Não havia tempo para consolidar com a máquina de escrever,
num texto mais caprichado, as muitas informações que chegavam
ao mesmo tempo.
Era possível apenas canetar (corrigir com a caneta),
escrever um título rápido e descer para a gráfica a
nova reportagem, que estaria entre as muitas programadas para o caderno
especial que estava sendo preparado.
A redação da Folha, um jornal naqueles tempos menor
e menos importante do que é hoje, fervilhava em um grande mutirão
interno para noticiar a chegada do homem à Lua.
Pairava no ar, por entre a densa fumaça de cigarro (ainda não
era politicamente incorreto trabalhar fumando), a impressão de que
a notícia da alunissagem da Apollo 11 fora produzida bem mais para
consumo da mídia do que para contabilizar um novo e histórico
passo tecnológico.
Caberia à mídia constatar, por fim, um avanço definitivo
dos norte-americanos numa corrida espacial que não passava, então,
de uma vertente notória da Guerra Fria entre os Estados Unidos e
a União Soviética. Os soviéticos do Sputnik e de Gagarin
haviam ficado para trás.
É bem verdade que os jornalistas só não tinham dúvidas
de que o homem havia chegado à Lua porque as imagens transmitidas
ao vivo pela televisão o comprovavam em branco e preto (a televisão
em cores só chegaria cinco anos depois).
Não se tratava de um novo truque, como aquele pelo qual os Estados
Unidos diariamente inflavam o número de guerrilheiros abatidos na
Guerra do Vietnã, ao mesmo tempo que deflacionavam as baixas sofridas
por suas próprias tropas.
Num período de tantas mentiras, era bom finalmente lidar com uma
verdade espetacular.
A chegada do homem à Lua também satisfez a sede de sonhos
que os brasileiros sentiam naqueles tempos bicudos. O regime militar (1964-1985)
atravessava seu período mais impiedoso. A guerrilha de esquerda ainda
alimentava, na época, o projeto de chegar ao poder pela violência.
Nessa espécie de guerra civil não declarada entre o governo
militar e a guerrilha, o homem na Lua tornou-se uma pausa para festejar
a existência de ao menos um pequeno consenso. Partidários e
adversários da ditadura brasileira poderiam enfim concordar com alguma
coisa. O homem acabava de efetuar algo importante.
ÀS PRESSAS
Eu estava na época com 19 anos. Era estudante da USP (Universidade
de São Paulo) e já trabalhava em um jornal _o Diário
de S.Paulo. Estava há algum tempo na fila dos que queriam ingressar
na Folha. Deveria fazer um teste. Mas não deu tempo.

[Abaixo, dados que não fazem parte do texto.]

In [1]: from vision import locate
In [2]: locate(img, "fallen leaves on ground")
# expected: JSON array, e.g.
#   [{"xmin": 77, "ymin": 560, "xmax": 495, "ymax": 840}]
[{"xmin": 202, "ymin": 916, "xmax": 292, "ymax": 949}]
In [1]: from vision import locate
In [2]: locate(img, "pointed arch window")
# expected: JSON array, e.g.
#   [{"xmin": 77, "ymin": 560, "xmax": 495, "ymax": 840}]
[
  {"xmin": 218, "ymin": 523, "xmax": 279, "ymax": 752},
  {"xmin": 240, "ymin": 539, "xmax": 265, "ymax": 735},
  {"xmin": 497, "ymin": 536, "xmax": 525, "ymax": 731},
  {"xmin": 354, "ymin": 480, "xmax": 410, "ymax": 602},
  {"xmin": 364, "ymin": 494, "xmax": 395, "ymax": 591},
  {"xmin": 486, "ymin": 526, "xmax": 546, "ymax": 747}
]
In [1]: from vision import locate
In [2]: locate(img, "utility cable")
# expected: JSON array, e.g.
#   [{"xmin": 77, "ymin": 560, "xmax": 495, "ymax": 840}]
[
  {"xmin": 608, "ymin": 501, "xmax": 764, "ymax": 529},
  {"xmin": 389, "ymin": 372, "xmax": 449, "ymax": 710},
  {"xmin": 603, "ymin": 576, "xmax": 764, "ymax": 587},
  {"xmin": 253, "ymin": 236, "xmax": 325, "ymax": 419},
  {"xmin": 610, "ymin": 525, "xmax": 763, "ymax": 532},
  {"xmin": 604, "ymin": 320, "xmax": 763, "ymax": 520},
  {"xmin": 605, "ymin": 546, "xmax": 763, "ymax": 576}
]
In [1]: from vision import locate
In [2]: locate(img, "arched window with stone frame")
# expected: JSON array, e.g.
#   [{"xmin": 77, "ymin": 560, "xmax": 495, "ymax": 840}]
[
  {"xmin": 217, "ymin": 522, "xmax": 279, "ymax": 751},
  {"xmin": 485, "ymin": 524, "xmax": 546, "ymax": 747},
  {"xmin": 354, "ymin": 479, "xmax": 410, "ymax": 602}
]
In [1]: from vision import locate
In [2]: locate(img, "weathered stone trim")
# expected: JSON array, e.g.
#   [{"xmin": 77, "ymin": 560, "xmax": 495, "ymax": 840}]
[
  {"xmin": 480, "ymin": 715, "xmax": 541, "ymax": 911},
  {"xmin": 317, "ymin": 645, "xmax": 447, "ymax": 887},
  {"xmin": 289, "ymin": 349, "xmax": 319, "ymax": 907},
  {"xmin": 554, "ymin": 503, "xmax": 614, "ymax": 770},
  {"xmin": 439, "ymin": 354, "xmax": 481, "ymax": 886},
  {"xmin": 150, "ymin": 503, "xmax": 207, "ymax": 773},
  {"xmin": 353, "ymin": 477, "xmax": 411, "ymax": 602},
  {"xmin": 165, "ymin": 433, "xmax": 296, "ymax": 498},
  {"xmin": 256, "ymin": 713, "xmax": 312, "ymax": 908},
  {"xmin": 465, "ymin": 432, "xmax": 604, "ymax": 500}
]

Precisavam de gente para fechar o caderno especial sobre a Lua. Fui chamado
por Cláudio Abramo, na época o diretor de Redação
do jornal. Era o mais velho e o mais excitado entre todos nós. Gostava
de um bom desafio profissional. E sabia vencê-los.
Quanto a mim, principiante ainda cru, fui entregue a um dos chefes, André
Calais, que se limitava a colocar um olho mais atento no meu material. Como
não havia nenhuma bobagem das grossas, meus textos desciam para a
linotipia e entravam no processo de impressão.
A Folha fez bonito. Não tinha a criatividade gráfica
em que o Jornal da Tarde se mostrava imbatível naqueles
tempos. Outro concorrente, a Veja, uma revista de lançamento
recente, conseguia qualidade de texto e ângulos de abordagem invejáveis.
Mas o nosso caderno foi um bom produto para o leitor. Estava lindo, bem
editado. Foi produzido pelo secretário do jornal, Alexandre Gambirazio.
Conseguimos por fim fechar a edição. Mas algo de meio mágico
ocorreu naquela noite. Pouca gente saiu do jornal. Com mais calma, queríamos
trocar idéias sobre a notícia em que cada um de nós
ajudou a produzir.
E ainda: a jornada só estaria efetivamente concluída quando
recebêssemos da oficina os primeiros exemplares impressos do jornal.
O cidadão comum se convenceu da alunissagem da Apollo 11 quando a
televisão mostrou as imagens. Mas nós, da Folha, éramos
na época bem mais desconfiados. Só acreditamos, mesmo, quando
o caderno especial sobre a Lua nos chegou às mãos.